Minas Gerais enfrenta um dos maiores passivos sociais da atualidade: mais de 11 milhões de pessoas não concluíram a educação básica no Estado e, desse total, quase 1 milhão sequer foi alfabetizado. O cenário alarmante foi debatido na quinta-feira (21), durante audiência pública da Comissão de Educação, Ciência e Tecnologia da Assembleia Legislativa de Minas Gerais (ALMG), realizada no Plenarinho II.
Em meio aos números preocupantes, especialistas denunciaram um movimento considerado contraditório e perigoso: enquanto cresce a demanda por inclusão educacional, diminui a oferta de turmas da Educação de Jovens e Adultos (EJA), modalidade voltada para pessoas que tiveram o direito à educação negado ao longo da vida.
A coordenadora do Fórum Estadual Permanente de Educação de Minas Gerais (Fepemg), Analise da Silva, apresentou dados que revelam a dimensão do problema. Segundo ela, 619 escolas municipais não possuem matrículas ativas na EJA, deixando milhares de estudantes sem acesso à retomada dos estudos.
Pelas regras atuais, têm direito à EJA pessoas com 15 anos ou mais que não foram alfabetizadas ou não concluíram o ensino fundamental, além de maiores de 18 anos que não terminaram o ensino médio.
Durante a audiência, especialistas criticaram o discurso recorrente de “falta de interesse” por parte da população.

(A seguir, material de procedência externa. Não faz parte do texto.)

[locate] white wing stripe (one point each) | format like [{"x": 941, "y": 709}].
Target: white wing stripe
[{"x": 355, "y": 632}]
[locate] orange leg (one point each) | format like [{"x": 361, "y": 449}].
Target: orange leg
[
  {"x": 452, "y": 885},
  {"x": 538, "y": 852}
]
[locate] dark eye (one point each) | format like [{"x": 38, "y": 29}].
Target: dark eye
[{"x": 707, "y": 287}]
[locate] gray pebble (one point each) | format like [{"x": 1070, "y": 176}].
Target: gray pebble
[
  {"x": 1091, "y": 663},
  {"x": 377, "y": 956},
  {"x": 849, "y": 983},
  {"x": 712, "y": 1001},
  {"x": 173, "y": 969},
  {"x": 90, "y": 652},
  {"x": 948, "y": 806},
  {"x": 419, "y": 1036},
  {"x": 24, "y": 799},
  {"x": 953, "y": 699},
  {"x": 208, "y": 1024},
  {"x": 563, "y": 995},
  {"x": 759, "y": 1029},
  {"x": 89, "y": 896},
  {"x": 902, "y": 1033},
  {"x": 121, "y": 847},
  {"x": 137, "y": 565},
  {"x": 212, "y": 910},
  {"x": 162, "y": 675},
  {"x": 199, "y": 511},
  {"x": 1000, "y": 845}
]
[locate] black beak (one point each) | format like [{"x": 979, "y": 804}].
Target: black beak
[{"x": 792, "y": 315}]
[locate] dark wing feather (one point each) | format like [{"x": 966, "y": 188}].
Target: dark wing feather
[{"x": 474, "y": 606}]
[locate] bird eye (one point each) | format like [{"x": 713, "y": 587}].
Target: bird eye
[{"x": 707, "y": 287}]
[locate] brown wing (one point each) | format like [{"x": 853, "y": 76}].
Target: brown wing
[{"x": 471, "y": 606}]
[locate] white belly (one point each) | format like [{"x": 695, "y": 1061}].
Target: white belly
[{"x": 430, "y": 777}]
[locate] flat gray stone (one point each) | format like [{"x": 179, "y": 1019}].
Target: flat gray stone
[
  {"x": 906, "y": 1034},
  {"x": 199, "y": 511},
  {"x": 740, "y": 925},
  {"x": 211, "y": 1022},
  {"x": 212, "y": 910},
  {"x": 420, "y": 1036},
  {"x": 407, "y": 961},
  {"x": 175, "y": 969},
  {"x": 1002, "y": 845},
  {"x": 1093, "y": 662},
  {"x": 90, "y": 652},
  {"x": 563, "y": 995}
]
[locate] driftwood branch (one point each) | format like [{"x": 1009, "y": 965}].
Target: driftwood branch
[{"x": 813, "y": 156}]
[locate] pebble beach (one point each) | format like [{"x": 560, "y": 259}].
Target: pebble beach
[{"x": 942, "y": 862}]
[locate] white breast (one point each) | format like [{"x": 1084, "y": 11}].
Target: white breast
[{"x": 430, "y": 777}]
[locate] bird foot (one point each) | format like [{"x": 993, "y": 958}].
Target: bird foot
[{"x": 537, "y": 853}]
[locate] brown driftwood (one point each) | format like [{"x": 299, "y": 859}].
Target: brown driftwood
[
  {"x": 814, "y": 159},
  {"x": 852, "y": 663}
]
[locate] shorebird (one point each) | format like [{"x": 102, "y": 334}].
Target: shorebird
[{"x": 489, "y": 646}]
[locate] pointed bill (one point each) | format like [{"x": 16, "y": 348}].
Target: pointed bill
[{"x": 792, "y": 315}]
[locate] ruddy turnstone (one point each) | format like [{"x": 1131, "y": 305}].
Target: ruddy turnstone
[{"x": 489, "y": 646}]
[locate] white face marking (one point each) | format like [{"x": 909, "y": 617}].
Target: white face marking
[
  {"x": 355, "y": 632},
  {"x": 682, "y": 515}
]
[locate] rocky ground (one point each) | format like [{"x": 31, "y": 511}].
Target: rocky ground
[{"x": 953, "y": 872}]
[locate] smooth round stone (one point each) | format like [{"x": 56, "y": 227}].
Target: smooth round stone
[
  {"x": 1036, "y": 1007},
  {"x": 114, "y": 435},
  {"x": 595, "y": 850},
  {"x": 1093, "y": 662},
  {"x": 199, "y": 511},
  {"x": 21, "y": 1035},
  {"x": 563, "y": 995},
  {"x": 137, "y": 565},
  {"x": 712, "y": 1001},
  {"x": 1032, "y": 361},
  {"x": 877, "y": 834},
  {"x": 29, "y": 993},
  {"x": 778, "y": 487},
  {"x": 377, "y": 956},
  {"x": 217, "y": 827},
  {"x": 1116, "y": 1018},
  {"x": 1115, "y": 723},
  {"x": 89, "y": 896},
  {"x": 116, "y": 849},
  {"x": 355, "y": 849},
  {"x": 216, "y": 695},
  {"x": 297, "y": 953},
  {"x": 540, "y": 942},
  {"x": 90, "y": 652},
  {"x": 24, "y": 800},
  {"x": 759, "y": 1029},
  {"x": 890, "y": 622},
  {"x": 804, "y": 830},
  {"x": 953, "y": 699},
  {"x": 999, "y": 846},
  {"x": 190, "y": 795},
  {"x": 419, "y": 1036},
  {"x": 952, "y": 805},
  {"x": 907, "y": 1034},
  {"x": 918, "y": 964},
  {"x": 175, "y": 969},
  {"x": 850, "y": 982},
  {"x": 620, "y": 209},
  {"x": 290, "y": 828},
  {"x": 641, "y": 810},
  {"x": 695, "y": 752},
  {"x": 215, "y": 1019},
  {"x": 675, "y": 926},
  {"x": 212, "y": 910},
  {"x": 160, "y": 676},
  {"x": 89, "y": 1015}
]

Para eles, a justificativa esconde problemas estruturais graves, como ausência de políticas de busca ativa, precariedade do transporte escolar, dificuldades enfrentadas por moradores da zona rural e falta de adaptação do ensino à realidade dos trabalhadores e idosos.
Além da ampliação das vagas, representantes da área defenderam medidas complementares, como assistência nutricional, saúde ocular e garantia de mobilidade para permanência dos estudantes nas salas de aula.
Outro ponto levantado foi o impacto econômico da exclusão educacional. Segundo Analise da Silva, o Estado deixa de crescer ao negligenciar a formação da população. “A gente perde dinheiro porque não investe na formação de sujeitos”, afirmou, ao citar prejuízos superiores a 3% do Produto Interno Bruto (PIB).
A procuradora da Procuradoria-Geral do Ministério Público de Contas, Cristina Andrade Melo, classificou os dados como resultado de uma sucessão de falhas históricas do Estado brasileiro. “É muito triste nos depararmos com essas estatísticas porque foram pessoas que tiveram o direito negado duas vezes: na época certa e enquanto adultos”, declarou.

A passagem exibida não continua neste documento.